Long considered a bastion of hope in a treacherous real estate climate, the apartment industry is starting to feel the pain. That’s evident in moves made by several apartment REITs at the start of 2009.
Denver-based AIMCO, one of the country’s largest apartment owners, announced that it was cutting about 7 percent of its work force and will take write-off costs for abandoning certain redevelopment projects and deals. The firm also announced it would take impairment losses of $85.4 million for stopping work on three California assets.
Meanwhile, San Francisco-based BRE Properties discontinued predevelopment at three sites and recorded an abandonment charge of $5.1 million. It also eliminated 33 positions, primarily in the development arena.
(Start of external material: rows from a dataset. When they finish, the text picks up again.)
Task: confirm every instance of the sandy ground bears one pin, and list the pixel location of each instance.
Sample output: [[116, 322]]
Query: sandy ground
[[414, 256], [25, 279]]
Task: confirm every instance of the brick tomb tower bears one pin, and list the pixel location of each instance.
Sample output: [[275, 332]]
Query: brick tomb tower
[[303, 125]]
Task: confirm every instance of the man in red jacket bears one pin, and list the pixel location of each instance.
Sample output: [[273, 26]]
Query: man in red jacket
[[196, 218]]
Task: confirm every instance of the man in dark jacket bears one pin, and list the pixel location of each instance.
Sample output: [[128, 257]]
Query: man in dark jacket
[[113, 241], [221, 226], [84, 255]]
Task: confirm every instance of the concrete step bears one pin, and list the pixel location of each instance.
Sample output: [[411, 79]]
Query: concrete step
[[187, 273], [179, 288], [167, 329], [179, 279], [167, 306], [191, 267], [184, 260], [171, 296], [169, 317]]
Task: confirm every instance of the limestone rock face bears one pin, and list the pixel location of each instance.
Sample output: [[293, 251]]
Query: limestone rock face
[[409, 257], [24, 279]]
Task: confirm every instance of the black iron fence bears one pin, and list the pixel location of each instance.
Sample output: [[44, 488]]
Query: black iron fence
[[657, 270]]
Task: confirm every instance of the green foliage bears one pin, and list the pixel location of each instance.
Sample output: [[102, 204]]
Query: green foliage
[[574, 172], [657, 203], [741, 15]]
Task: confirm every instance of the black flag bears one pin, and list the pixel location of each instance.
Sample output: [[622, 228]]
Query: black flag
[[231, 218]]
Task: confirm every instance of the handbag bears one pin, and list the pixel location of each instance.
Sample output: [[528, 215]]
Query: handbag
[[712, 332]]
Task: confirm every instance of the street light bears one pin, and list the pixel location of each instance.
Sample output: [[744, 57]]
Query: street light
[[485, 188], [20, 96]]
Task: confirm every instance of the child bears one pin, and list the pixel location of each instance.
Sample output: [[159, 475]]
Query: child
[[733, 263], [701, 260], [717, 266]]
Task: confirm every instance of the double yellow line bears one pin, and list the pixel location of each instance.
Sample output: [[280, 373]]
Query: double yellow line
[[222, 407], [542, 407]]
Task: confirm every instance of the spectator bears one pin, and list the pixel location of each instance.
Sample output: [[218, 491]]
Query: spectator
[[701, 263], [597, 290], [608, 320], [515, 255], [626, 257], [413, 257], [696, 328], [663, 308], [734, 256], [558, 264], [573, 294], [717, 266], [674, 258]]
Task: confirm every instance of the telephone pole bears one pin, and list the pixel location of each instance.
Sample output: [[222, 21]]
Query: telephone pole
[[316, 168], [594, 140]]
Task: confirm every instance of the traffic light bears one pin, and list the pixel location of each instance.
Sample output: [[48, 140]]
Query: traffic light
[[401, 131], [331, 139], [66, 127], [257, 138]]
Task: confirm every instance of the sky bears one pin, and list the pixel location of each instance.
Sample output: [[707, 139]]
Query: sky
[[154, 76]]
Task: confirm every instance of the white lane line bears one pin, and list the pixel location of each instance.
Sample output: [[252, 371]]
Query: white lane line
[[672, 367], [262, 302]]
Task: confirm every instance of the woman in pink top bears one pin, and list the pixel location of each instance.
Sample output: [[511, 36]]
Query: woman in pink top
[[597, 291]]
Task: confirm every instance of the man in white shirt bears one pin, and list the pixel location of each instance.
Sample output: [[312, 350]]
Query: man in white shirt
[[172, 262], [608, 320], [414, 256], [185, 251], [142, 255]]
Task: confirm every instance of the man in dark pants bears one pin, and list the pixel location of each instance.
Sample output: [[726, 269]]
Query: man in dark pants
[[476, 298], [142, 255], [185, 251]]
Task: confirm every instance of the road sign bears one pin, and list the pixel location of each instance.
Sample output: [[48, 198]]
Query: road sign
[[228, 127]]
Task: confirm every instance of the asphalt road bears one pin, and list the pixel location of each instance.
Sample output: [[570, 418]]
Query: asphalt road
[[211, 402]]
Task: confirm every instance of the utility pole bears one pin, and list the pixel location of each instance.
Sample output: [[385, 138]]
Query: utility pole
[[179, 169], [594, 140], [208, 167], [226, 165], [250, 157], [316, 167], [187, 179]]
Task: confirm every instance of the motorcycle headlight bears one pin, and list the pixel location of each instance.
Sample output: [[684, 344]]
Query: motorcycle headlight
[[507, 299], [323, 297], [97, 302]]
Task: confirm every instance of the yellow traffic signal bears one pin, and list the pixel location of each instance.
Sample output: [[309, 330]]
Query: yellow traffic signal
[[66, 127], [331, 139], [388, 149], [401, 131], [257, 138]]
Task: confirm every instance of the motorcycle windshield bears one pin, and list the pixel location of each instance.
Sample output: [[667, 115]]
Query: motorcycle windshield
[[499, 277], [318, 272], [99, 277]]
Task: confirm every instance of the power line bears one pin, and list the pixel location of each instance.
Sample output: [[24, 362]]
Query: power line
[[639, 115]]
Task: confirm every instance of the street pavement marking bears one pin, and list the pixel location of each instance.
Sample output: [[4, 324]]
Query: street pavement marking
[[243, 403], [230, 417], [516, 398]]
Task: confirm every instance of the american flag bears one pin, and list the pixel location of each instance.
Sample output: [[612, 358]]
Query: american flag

The firm reduced its overall work force by 4 percent and its development staff by 36 percent. It still has five apartment projects under construction.
Karin Ford, a senior analyst and vice president for New York-based Key Banc Capital Markets says there are differences in the two cases. “AIMCO’s pressure is coming from their leverage,” she says. “BRE is abandoning ground-up development and laying off people in their development arm.”
Similarly, Houston-based Camden Property Trust is halting five development projects and has eliminated staff. Altogether, the REIT reduced its total work force by about 3 percent and its development personnel by half. Meanwhile, Atlanta-based Post Properties and Alexandria, Va.-based AvalonBay Communities also announced they would cease development in 2009.